Ground-Dwelling Bird Escaping Forest Fire
The asteroid impact that eliminated non-avian dinosaurs destroyed global forests. Here, a hypothetical surviving bird lineage — small-bodied and specialized for a ground-dwelling lifestyle — flees a burning forest in the aftermath of the asteroid strike. Philipp M. Krzeminski

The birds that live on Earth today have all descended from dinosaurs, the creatures who dominated the planet for a couple of hundred million years, before an asteroid impact caused their extinction. It turns out birds at the time, better called avian dinosaurs, nearly got plucked too, with only those species that lived on the ground surviving the Cretaceous-Paleogene (K-Pg) mass extinction event.

Some 66 million years ago, when an asteroid (now called the Chicxulub impactor, for the crater it left behind near the eponymous town in present-day Mexico) crashed into Earth, it led to sudden and severe changes in the climate worldwide, other than the immediate deathly impact on most life in a very large adjoining area, up to a few thousand miles away. Those changes together led to the death of about 75 percent of all animal and plant life on Earth.

It was commonly thought that avian dinosaurs survived the mass extinction event, and later evolved into birds. But new research suggests that forests on the planet’s surface also disappeared at the time, taking away the habitat of arboreal avian dinosaurs, who died along with the rest of their non-flying kin. It was only those early birds that lived on the ground that survived, taking to trees again once they recovered hundreds or thousands of years later.

“We drew on a variety of approaches to stitch this story together. We concluded that the devastation of forests in the aftermath of the asteroid impact explains why tree-dwelling birds failed to survive across this extinction event. The ancestors of modern tree-dwelling birds did not move into the trees until forests had recovered from the extinction-causing asteroid,” the study’s lead author Daniel Field of the Milner Centre for Evolution at the University of Bath, in the United Kingdom, said in a statement Thursday.

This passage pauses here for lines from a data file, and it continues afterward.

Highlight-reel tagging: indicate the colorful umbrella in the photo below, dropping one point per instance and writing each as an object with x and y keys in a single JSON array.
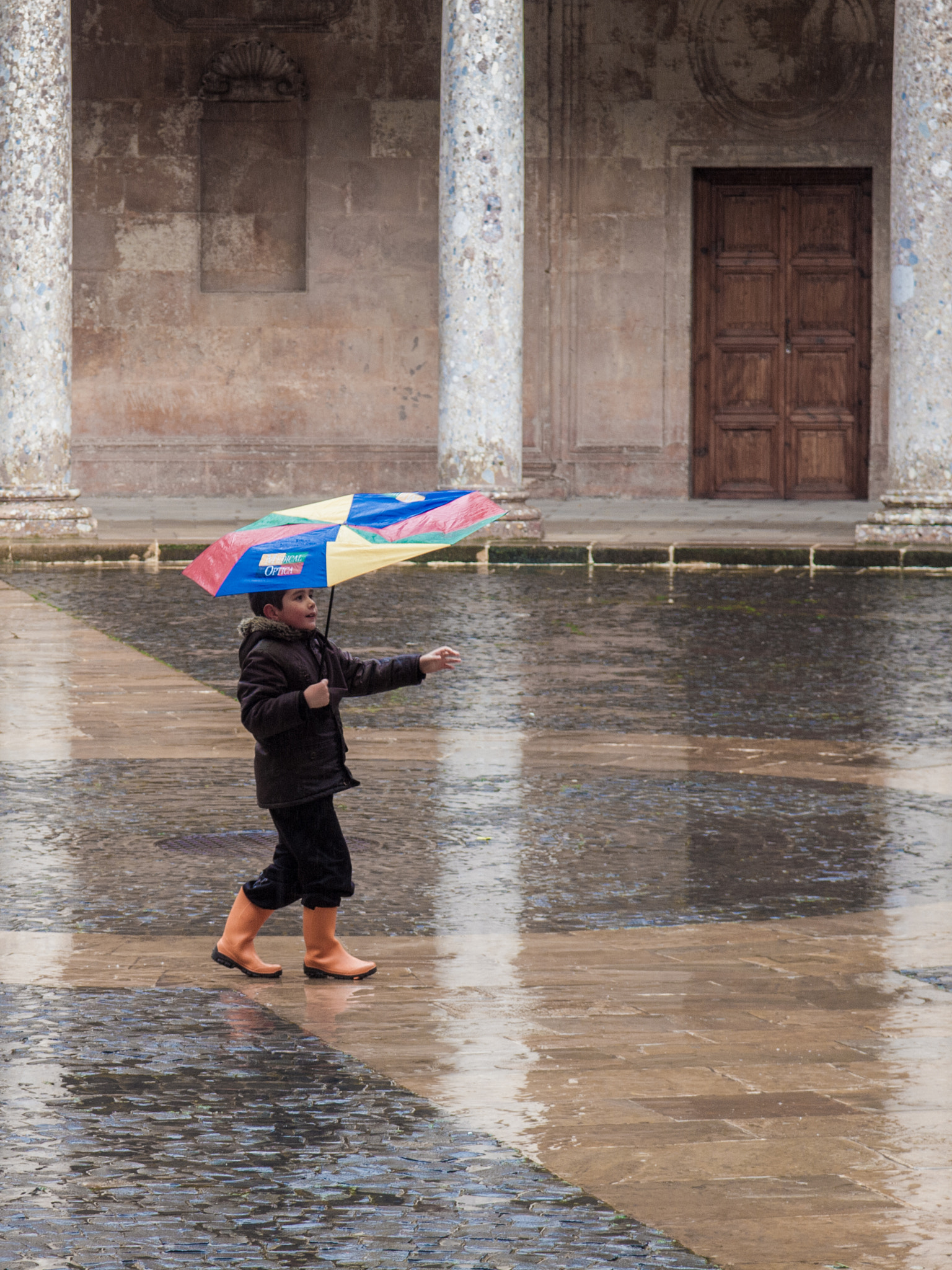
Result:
[{"x": 323, "y": 544}]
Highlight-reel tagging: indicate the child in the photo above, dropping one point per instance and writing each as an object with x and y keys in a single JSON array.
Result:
[{"x": 291, "y": 686}]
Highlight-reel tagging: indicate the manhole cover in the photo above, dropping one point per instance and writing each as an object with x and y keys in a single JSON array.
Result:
[
  {"x": 232, "y": 841},
  {"x": 236, "y": 842}
]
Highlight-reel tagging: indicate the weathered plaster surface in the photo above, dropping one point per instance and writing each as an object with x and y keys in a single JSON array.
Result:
[
  {"x": 182, "y": 391},
  {"x": 920, "y": 399},
  {"x": 36, "y": 244},
  {"x": 482, "y": 192}
]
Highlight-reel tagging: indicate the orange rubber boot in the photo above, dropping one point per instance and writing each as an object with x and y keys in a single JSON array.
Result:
[
  {"x": 325, "y": 957},
  {"x": 236, "y": 948}
]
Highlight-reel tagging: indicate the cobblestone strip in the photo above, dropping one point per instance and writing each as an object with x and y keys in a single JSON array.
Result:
[{"x": 155, "y": 1129}]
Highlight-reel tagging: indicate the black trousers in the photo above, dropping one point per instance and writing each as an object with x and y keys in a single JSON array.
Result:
[{"x": 311, "y": 861}]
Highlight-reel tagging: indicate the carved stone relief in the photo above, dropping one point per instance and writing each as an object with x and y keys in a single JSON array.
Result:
[
  {"x": 781, "y": 63},
  {"x": 252, "y": 70},
  {"x": 244, "y": 14}
]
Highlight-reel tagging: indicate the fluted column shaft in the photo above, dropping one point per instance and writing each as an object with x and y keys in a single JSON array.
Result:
[
  {"x": 482, "y": 182},
  {"x": 919, "y": 498},
  {"x": 36, "y": 286}
]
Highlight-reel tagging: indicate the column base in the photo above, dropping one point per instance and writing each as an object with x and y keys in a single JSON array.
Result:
[
  {"x": 910, "y": 517},
  {"x": 521, "y": 521},
  {"x": 43, "y": 512}
]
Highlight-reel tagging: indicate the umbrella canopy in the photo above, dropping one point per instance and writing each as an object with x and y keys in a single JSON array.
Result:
[{"x": 323, "y": 544}]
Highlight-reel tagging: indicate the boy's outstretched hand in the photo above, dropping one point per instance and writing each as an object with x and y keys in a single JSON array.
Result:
[{"x": 439, "y": 659}]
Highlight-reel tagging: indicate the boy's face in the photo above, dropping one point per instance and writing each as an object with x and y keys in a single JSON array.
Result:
[{"x": 298, "y": 610}]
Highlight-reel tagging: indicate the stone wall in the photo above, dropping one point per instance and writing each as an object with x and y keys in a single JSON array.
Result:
[{"x": 183, "y": 390}]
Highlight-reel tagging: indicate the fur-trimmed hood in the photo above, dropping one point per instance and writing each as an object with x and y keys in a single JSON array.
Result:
[{"x": 267, "y": 628}]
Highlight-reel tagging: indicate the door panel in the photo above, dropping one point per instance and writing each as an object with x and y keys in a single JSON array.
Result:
[
  {"x": 824, "y": 303},
  {"x": 748, "y": 223},
  {"x": 823, "y": 221},
  {"x": 781, "y": 333},
  {"x": 748, "y": 380},
  {"x": 821, "y": 460},
  {"x": 823, "y": 380},
  {"x": 747, "y": 303},
  {"x": 747, "y": 460}
]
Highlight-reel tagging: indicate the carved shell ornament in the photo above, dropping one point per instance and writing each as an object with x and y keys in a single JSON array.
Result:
[
  {"x": 781, "y": 64},
  {"x": 253, "y": 70}
]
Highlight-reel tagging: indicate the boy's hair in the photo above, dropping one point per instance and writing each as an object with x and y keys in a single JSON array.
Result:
[{"x": 259, "y": 598}]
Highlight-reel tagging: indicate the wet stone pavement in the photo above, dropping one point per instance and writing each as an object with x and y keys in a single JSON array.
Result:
[
  {"x": 88, "y": 849},
  {"x": 151, "y": 1129},
  {"x": 183, "y": 1127},
  {"x": 718, "y": 653}
]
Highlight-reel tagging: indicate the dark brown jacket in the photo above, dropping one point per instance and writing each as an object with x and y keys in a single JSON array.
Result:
[{"x": 300, "y": 752}]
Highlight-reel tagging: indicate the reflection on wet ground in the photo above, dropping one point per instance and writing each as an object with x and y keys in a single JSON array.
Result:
[
  {"x": 209, "y": 1132},
  {"x": 195, "y": 1128},
  {"x": 731, "y": 653},
  {"x": 542, "y": 853}
]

The researchers arrived at this conclusion by studying the ecological habits and evolutionary relationships of extant birds, and drawing up an evolutionary history. They surmised that the most recent common ancestor of all birds still living quite likely lived on the ground, and not in trees. That species would have been in the minority at the time of the K-Pg mass extinction event.

“Today, birds are the most diverse and globally widespread group of terrestrial vertebrate animals — there are nearly 11,000 living species. Only a handful of ancestral bird lineages succeeded in surviving the K-Pg mass extinction event 66 million years ago, and all of today’s amazing living bird diversity can be traced to these ancient survivors,” Field said.

The force of the impact of the asteroid could be compared to a million times that of the largest atomic bomb made by humans. It probably led to volcanic eruptions and burning material in several places around Earth, which would have started massive forest fires. So it is no surprise trees would disappear.

“Looking at the fossil record, at plants and birds, there are multiple lines of evidence suggesting that the forest canopies collapsed. Perching birds went extinct because there were no more perches,” Regan Dunn, a paleontologist at the Field Museum in Chicago and a coauthor on the study, said in another statement.

The paper was published online Thursday in the journal Current Biology under the title “Early Evolution of Modern Birds Structured by Global Forest Collapse at the End-Cretaceous Mass Extinction.”